The Absence Support Booklet has a number of tips on how to communication during deployment. The next webinar in the COVID-19 surviving and thriving series on 17 June 2020 at 8pm AEST focusses on communication.

Q: Relationship separation and access to a Commonwealth Funded removal

A: If your relationship breaks down and your partner is an ADF member, you may be eligible to have a Commonwealth funded removal to a location within Australia of your choosing. You can usually access this removal anytime within 12 months of the date when the ADF member notifies Defence of the change of their circumstances. For further information contact the Defence Service Centre on 1800 333 362 or TOLL Transitions on 1800 819 167.

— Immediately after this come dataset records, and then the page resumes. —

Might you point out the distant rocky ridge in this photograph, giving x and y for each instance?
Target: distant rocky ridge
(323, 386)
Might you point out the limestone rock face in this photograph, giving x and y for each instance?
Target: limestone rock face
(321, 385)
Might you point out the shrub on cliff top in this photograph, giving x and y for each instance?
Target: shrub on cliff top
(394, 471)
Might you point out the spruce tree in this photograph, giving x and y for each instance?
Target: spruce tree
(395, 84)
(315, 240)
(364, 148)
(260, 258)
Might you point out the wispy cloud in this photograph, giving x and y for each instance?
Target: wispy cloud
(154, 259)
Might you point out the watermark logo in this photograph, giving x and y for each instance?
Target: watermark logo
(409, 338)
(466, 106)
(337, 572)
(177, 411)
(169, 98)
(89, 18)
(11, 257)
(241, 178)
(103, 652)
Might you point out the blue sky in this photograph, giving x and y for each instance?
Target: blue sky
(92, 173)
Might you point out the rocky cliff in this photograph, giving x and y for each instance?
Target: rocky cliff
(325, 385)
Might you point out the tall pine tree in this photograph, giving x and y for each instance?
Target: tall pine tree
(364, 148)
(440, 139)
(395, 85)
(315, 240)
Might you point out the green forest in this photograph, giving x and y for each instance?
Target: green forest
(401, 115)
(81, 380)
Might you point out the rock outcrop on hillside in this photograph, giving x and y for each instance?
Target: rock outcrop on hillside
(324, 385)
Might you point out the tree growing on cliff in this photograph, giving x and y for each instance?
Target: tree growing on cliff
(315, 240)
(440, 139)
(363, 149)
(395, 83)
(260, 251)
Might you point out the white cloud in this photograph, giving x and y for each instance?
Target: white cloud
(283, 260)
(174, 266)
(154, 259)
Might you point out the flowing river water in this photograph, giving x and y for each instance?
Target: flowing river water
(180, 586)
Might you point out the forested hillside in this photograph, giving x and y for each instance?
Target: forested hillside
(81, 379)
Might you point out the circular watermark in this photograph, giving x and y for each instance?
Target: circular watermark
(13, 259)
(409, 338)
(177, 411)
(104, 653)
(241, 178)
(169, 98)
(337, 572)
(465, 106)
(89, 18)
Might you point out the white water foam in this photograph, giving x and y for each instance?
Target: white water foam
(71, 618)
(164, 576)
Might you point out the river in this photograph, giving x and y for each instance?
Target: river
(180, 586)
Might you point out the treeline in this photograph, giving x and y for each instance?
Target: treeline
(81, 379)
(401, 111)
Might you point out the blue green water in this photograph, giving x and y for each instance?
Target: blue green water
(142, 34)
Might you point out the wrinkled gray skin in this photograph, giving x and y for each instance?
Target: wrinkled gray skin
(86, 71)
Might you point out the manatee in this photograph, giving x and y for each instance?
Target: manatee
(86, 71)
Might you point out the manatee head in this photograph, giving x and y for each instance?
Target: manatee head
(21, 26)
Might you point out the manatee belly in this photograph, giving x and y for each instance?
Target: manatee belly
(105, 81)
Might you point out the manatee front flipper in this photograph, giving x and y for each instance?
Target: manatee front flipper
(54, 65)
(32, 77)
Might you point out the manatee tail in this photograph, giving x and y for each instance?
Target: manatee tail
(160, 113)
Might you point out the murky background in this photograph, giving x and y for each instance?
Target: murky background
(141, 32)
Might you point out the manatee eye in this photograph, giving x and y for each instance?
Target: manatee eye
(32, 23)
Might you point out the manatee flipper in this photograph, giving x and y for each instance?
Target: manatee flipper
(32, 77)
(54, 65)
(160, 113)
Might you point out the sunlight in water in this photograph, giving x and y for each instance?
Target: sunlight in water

Q: We’re really struggling with the absence of ROCL - do you know if the member will be given additional time at the end of deployment to spend with family when they return to Australia?

A: The decision to temporarily cease ‘relief out of country leave’ (or ROCL) provisions has understandably had an impact on Defence families. Defence is mindful of the additional challenges deployed members and their families are facing and will continue to monitor the situation, in line with the whole-of-Government response to COVID-19. For individual advice about additional leave arrangements for members post-deployment, you should speak with your Chain of Command. To discuss the challenges of extended absence you can also call the Defence Family Helpline at any time on 1800 624 608.